カインによるアベルの殺害―(悲しみ)、ノアに40日洪水-(悲しみ)、アブラハム(希望、喜び)、モーセ―(希望)。そしてイエスキリストの物語を同じように表してみると『イエス誕生-(喜び)、イエスの成長-(希望、喜び)、洗礼ヨハネと別れ―(悲しみ)、信徒たちが増える―(希望、喜び)既存の勢力による迫害―(悲しみ)、ユダの裏切り、迫害者に加担する弟子の出現-(悲しみ、不安)、十字架に磔という裁判-(怒)、刑の執行-(天幕がさけるほどの怒)、三日目イエスの復活ー(期待)・・・・なります。

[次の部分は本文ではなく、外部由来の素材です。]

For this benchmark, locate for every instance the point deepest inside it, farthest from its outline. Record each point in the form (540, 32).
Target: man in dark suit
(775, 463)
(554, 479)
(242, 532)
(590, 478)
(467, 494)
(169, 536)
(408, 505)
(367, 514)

 そして自然の春夏秋冬と人の歴史(聖書の旧約、新約)を重ねてみると、人の誕生という短い春。すぐにむかえた厳しい夏、罪悪の満ち溢れた秋、そして長い冬、やがて来るだろう再臨の春・・春が続くことを祈る』となり、演じる私たちもイメージしやすいと思います」と言った。

 

 横山優斗が「今、パソコンで今回の曲を作っているところですのでもう少し時間をください。いくつか候補作はできていますが、今月中にはプロジェクトメンバーと力を合わせて発表したいと思っています」と言うと

「早く、曲を聞きたいものですね、岡村先輩、太鼓のイメージに合わせた得意のベースギターで聞かせて下さい。より心に残り、太鼓のイメージに結びつきますからね」岡村と一緒にギター仲間の2年生道上守が発言した。

 これに呼応する頷く表情が部室のあちらこちらにみられた。

 21名の部員が秋の創立110周年記念文化祭までの期間の短さを自覚した頷きだと佑子は思った。